Wozu ist also die christliche Religion nützlich? Erstmal muß sie sich klar von der AfD und jeder Kritik an der Politik der offenen Grenzen, der Errichtung einer multiethnischen Gesellschaft absetzen. Solch eine Kritik wäre Fremdenhaß. Aber die Religion habe auch eine positive Seite,:
als Sinnstiftung individuellen Lebens, als Motivation für soziales Engagement, als Sensibilität für Mitleiden und Vergeben, als normative Bindekraft für eine zerklüftete Gesellschaft." Die Religion soll also nicht nur eine Kritik des Bestehenden abwehren, sondern zuvörderst das Bestehende fördern. Wodurch: a) soll sie Sinn stiften für das individuelle Leben. Man beachte, nicht für das Ganze stiftet sie Sinn, für das Ganze, die Gesellschaft, das Volk, diese Größen bedürfen keiner Sinngebung, sondern nur für Einzelne, Private, also für sozusagen Anspruchsvollere, denen ihr Leben in dieser Gesellschaft so einfach nicht genügt. Der humanistische Appell zeichnet so die Religion aus und verbindet so eine zerklüftete Gesellschaft. Nun besteht die Gesellschaft aber nicht nur aus Gliedern verschiedener Religionen sondern zusehens auch aus Unreligiösen. Wie soll da etwas Partikulares die zerklüftete Gesellschaft zusammenbinden können? Das wäre nur möglich, wenn der humanistische Appell (die Sensibilisierung) etwas Religionsübergreifendes wäre, ein Appell also, der von jedermann positiv aufgenommen werden kann. (Dahinter steckt eine arg verdünnte Version der natürlichen Religion als jedem Vernünftigen eigene, die im Kern ein Appell zur Humanität ist.)
Aber die Religion dient auch noch dazu: „Gegen politische Heilslehren und menschenerniedriegende Ungerechtigkeit: Gerade gläubige Menschen leisteten dagegen Widerspruch und Widerstand, sagt Wolfgang Thierse.“
Hier wird nun eine komplexere Denkfigur eingeführt: A) wird konstatiert, daß es Ungerechtigkeit gibt und B) daß es Heilslehren gibt, die die Beseitigung dieser Ungerechtigkeit verheißen. Die Religion soll nun einerseits die Humanisierung fördern und andererseits die Bürger gegen Heilslehren immunisieren, daß sie nicht radicalen Lösungskonzepten zustimmen oder sich gar für sie engagieren. Die Intention dieser Doppelfunktion ist die Aussöhnung mit der Realität erfahrener Ungerechtigkeit, indem zur Humanisierung aufgerufen wird, gleichzeitig aber erklärt wird, daß es keine prinzipielle Lösung gebe, denn das wäre eine Heilslehre. Der Bürger soll halt immer nach dem Guten, der Optimierung streben im Wissen darum, daß nie eine perfekte Lösung gefunden werden könne.

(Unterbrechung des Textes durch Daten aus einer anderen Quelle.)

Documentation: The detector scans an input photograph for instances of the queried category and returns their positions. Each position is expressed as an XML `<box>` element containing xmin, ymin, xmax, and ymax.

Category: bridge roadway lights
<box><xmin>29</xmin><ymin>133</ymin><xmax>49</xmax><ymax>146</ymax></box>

Das Wesentliche der Religion sei aber die Vorstellung von der gleichen Würde aller Menschen, das zu vermitteln sei die Funktion der Religion für die moderne Gesellschaft. Sie bietet sozusagen eine religiöse Rahmung für die im Grundgesetz verankerte Würde des Menschen, ohne dem da Ausgesagtem etwas hinzuzufügen. Die Vorstellung von der gleichen Menschenwürde ist nämlich schon die Substanz der Religion für diesen Politiker.

Von welcher Religion spricht hier dieser Sozialdemokrat überhaupt? Offensichtlich von jeder, die in ihre Substanz ein Appell zur Humanisierung der Welt ist. Das spezifisch Religiöse, daß es etwa um Gott geht, um seine Verehrung, um Glauben, davon weiß dieser Politiker nichts. Eigentlich ist ihm die organisierte Religion eine große NGO mit linkshumanitaristischer Tendenz klar antirechts ausgerichtet. Sie dient durch ihren Appell zur Humanisierung und gleichzeitigen Abwehr radicaler Optimierungskonzepte dem Erhalt des Bestehenden, indem sie sozialdemokratisch engagiert an die unendliche Reformierbarkeit der Gesellschaft glaubt, aber alle Utopien vollkommener Lösungen widerspricht. 

Zusatz:
Ein wenig darf hier wohl auch an Althussers Konzept des Appelles gedacht werden, daß der ideologische Staatsapparat seine Bürger unterwirft (subjektiviert), indem sie sich durch den Appell wahrnehmen als für die Humanisierung selbst auch  Zuständige, sie so Subjekte im politischen Raum werden.